Gerdes-Kopal: Der größte Kooperationspartner sind die Ämter. Das ist schon eine Herausforderung, da wir verschiedene Ziele, Arbeitsmethoden und Arbeitsaufträge haben. Wenn ich zum Beispiel einen Antrag für unsere Hilfen schreibe und abschicke und wochenlang nichts höre, dann liegt es zum einen daran, dass gerade eine wahnsinnige Überlastung in den Ämtern vorherrscht. Zum anderen liegt es daran, dass es so etwas gibt, wie eine Verfahrensanweisung, eine gesetzliche Grundlage und eine Anspruchsprüfung. In meinem Bereich geht es darum, sehr schnell in einer existentiellen Notlage Unterstützung zu leisten. Das widerspricht natürlich dem, wie die Behördenstruktur aufgebaut ist. Uns bleibt dann nichts Anderes übrig, als alle Arten von Kommunikationswegen zu nutzen.

Welche Unterstützung erhältst du von deinem Arbeitgeber?

Gerdes-Kopal: Insgesamt ist es so, dass die Leistungsteams in einem gemeinsamen Büro sitzen. Wir haben regelmäßig Supervision und Teamsitzungen, bei denen wir über unsere Fälle sprechen. Wir tauschen uns bei Tür-und-Angel-Gesprächen aus, trinken Kaffee zusammen und erzählen uns, wie das Wochenende war.

Mir ist noch eine Sache eingefallen, die ich als herausfordernd wahrnehme. Es ist der Trend zur Optimierung der Self Care, dass man immer besser darin werden muss, auf sich aufzupassen.

Würdest du sagen, Self Care ist per se eine erwartete Haltung in der Gesellschaft oder im Speziellen von deinem Arbeitgeber?

Gerdes-Kopal: Ich glaube, dass es gerade gesellschaftlich total angesehen ist, Self Care zu betreiben. Aber wir bewegen uns alle in unterschiedlichen Strukturen und manchmal ist es ganz natürlich, dass wir über unsere Grenzen gehen. Self Care ist keine Privatangelegenheit, um die man sich kümmern muss, sondern es sollte immer ein strukturelles Anliegen sein, das im Kolleg*innenkreis vertreten wird.

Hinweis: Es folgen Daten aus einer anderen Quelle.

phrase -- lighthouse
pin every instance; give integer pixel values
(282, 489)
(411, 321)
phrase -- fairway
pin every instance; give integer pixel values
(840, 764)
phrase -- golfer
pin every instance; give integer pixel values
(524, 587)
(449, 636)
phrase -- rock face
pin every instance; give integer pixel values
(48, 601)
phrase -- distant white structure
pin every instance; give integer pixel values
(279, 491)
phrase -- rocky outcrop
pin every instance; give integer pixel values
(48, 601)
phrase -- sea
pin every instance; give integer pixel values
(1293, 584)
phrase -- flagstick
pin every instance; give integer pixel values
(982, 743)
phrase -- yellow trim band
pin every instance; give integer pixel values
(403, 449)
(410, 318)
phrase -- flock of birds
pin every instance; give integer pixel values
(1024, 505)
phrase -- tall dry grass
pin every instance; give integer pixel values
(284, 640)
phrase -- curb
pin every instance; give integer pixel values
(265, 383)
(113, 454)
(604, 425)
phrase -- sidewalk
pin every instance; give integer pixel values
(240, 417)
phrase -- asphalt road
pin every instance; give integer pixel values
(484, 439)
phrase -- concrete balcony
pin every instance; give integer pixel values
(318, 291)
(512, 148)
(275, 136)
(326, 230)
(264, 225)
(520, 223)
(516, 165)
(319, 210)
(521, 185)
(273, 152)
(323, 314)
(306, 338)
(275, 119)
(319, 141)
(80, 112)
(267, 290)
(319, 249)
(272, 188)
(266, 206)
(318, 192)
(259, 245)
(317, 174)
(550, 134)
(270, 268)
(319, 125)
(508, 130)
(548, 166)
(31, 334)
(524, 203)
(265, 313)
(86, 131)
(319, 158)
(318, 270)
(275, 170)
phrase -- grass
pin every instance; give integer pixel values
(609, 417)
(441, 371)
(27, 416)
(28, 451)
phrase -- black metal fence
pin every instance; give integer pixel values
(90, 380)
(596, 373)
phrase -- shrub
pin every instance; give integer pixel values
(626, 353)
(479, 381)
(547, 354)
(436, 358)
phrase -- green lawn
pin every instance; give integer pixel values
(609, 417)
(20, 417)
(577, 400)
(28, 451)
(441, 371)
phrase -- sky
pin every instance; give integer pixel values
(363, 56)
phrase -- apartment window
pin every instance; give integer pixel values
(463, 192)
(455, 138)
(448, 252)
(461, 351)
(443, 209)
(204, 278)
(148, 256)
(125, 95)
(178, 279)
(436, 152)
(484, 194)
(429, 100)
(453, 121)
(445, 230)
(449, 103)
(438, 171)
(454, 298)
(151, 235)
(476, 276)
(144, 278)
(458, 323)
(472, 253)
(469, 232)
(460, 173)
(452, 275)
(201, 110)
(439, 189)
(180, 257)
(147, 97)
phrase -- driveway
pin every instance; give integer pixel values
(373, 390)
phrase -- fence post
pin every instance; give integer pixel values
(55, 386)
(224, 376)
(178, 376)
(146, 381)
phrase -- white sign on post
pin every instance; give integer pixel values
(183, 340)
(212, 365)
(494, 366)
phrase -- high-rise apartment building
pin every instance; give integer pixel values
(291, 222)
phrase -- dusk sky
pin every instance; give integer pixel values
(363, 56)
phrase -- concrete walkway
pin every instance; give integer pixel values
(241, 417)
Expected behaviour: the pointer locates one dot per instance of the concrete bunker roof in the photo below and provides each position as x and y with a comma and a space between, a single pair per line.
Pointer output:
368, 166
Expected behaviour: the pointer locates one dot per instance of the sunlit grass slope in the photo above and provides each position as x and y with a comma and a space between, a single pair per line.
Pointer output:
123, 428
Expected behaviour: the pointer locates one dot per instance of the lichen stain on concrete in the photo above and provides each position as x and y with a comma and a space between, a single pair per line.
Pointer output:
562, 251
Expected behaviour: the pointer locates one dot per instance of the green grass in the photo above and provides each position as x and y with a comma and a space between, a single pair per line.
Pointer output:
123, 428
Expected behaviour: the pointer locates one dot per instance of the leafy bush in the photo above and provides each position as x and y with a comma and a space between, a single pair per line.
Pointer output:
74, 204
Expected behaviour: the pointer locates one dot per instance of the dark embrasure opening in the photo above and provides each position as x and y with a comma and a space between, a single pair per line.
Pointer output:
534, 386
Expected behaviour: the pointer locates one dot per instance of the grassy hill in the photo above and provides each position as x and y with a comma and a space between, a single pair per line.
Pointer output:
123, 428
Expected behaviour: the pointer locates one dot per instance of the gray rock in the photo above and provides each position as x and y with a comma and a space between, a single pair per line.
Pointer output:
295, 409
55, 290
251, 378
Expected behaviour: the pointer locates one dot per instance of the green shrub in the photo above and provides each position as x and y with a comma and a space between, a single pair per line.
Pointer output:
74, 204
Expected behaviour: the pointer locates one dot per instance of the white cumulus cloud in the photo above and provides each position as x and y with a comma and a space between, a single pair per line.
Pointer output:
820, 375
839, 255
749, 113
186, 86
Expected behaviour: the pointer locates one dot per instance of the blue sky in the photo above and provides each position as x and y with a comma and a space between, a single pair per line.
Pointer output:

Wo siehst du weitere Herausforderungen?

Gerdes-Kopal: Manchmal muss ich bei Personen, deren Handlungen ich schwer nachvollziehen kann, die zum Beispiel eine andere Person verletzt haben, einen akzeptierenden Ansatz finden. Darauf bereitet dich im Studium keiner vor. Wie sind deine eigenen moralischen Grundsätze und wie gehst du damit um, wenn jemand dagegen verstößt? Wie oft wurde sich bereits vor mir persönlich über andere rassistisch geäußert. Dann kann ich sagen, ich will das nicht und im Notfall muss die Person mein Büro verlassen, doch das heißt nicht, dass ich nicht mit ihr arbeiten muss.

Was gibt dir deine Arbeit?

Gerdes-Kopal: Wir haben im Team damit angefangen, mit eigenen Maßstäben Erfolge zu messen. Also nicht von außen vorgegebene Meilensteine zu erreichen, sondern zu sagen: da kam jemand drei Mal hintereinander zum Termin pünktlich. Mir gibt es im Beruf etwas, wenn ich bei Klient*innen eine Entwicklung in eine gute Richtung sehe und wenn ich es schaffe, tragfähige Bindungen zu Personen aufzubauen, die vorher keine vertrauensvollen Begegnungen und Beziehungen hatten. Wenn sich daraus ergibt, dass die Person anschließend auch zu anderen Beziehungen aufbauen kann, dann umso besser.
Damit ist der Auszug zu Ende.